明治維新の思想的原動力はいうまでもなく国学だが、これは儒学的な意味での「学」であって宗教ではない。もちろん宗教的側面はないわけではないが、政治の宗教への侵食という形で成立した宗教自体の超越性が確保された信仰ではないことはいうまでもない。いずれにしても、日本の近世以降の宗教の超越性の弱さと穏健性とはそれが日本社会の強みでもあり弱みでもあったのだと思う。

そうした背景があったからこそ戦後公式的な皇室崇拝の現実的な基盤が崩れるとぽろぽろと崩れていくように無神論を唱える人たちが増えていったのもそうふしぎなこととはいえない。

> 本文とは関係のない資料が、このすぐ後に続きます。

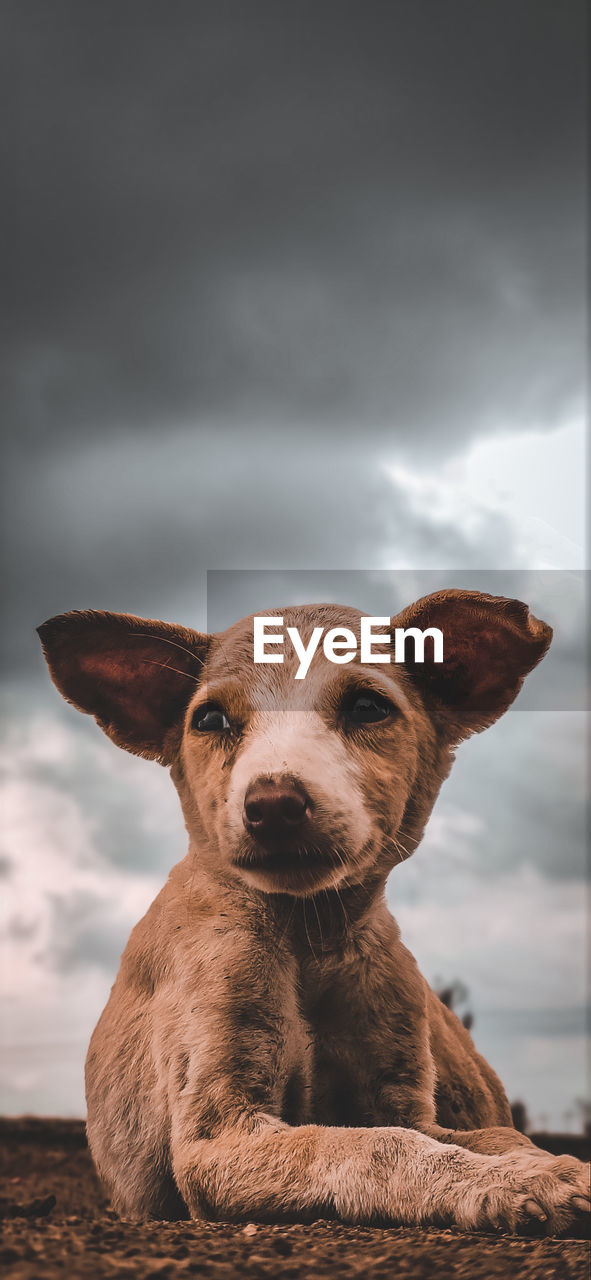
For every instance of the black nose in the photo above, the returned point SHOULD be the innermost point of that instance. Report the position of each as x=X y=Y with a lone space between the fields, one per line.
x=274 y=805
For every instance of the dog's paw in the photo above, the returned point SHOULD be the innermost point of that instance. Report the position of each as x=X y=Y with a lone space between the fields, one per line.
x=528 y=1191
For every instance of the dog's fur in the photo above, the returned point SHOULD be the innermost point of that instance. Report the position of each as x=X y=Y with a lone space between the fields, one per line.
x=270 y=1048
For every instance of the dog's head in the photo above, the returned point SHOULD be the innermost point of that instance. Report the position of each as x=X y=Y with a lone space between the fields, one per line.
x=298 y=785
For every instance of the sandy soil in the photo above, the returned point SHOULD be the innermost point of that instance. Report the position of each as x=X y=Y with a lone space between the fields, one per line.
x=56 y=1223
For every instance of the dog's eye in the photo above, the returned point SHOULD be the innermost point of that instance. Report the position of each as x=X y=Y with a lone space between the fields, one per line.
x=210 y=720
x=367 y=708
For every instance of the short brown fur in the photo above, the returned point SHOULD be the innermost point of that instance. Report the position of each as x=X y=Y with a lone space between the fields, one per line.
x=270 y=1048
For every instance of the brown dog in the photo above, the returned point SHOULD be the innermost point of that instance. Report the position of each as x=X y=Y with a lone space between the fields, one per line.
x=269 y=1048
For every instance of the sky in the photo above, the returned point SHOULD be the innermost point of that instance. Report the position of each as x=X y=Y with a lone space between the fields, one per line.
x=294 y=288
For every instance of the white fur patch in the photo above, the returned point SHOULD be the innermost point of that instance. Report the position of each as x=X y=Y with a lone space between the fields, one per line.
x=299 y=744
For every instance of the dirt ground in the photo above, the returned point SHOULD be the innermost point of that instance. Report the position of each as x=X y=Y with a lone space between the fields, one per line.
x=56 y=1223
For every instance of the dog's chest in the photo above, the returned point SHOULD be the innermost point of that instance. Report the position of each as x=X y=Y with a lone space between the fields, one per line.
x=333 y=1066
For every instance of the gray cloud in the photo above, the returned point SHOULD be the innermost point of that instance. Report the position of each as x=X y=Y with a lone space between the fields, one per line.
x=297 y=216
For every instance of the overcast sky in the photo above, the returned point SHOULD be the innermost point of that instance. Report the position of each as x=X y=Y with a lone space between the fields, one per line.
x=293 y=287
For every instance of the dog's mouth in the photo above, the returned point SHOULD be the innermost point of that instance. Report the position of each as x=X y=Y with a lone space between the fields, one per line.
x=287 y=864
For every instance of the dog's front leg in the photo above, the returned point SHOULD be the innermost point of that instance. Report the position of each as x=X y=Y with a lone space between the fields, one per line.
x=264 y=1169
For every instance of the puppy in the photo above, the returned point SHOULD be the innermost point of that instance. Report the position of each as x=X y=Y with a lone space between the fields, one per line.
x=269 y=1048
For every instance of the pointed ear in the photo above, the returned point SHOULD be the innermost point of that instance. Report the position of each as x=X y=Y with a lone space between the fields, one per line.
x=133 y=675
x=489 y=647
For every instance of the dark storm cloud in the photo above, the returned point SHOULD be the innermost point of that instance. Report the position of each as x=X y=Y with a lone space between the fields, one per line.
x=334 y=214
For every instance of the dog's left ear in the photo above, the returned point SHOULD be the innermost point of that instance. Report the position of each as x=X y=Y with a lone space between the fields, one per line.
x=489 y=647
x=134 y=676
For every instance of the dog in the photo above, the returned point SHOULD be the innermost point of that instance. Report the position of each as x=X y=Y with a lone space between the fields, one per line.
x=270 y=1048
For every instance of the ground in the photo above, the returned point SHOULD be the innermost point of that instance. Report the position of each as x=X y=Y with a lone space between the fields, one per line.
x=77 y=1234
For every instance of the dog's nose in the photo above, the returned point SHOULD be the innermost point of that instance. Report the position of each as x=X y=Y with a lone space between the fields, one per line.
x=274 y=805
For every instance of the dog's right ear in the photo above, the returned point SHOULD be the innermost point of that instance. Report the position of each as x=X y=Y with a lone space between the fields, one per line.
x=133 y=675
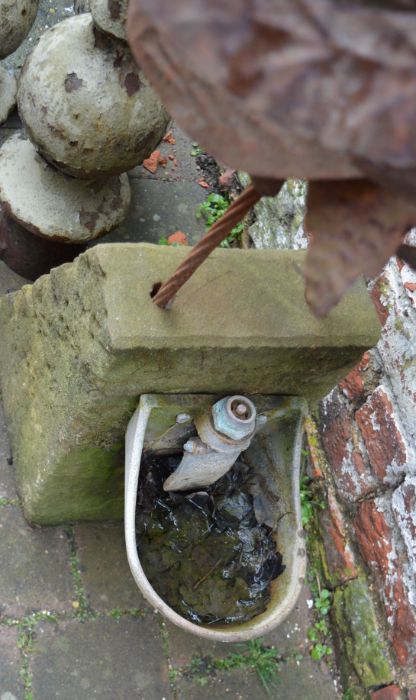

しかし、もともと日本には超越的な信仰よりもむしろ多神論的・アニミズム的な「神」観のほうが強かったのだと思うし(この当たりいかにも勉強不足の記述だが)、近世初頭の宗教勢力の崩壊により政治の宗教に対する優位の基盤の上にそうした「神」観が蘇り、現世優位の価値観の中で現世利益的な民間信仰が繁栄したといえるのではないか。

そういう鳥瞰を得て考えると、現在の無神論の広がりもその方が現世的な利益がある(と当人たちは思っている)からだと考えればそうふしぎなものというわけでもないことになる。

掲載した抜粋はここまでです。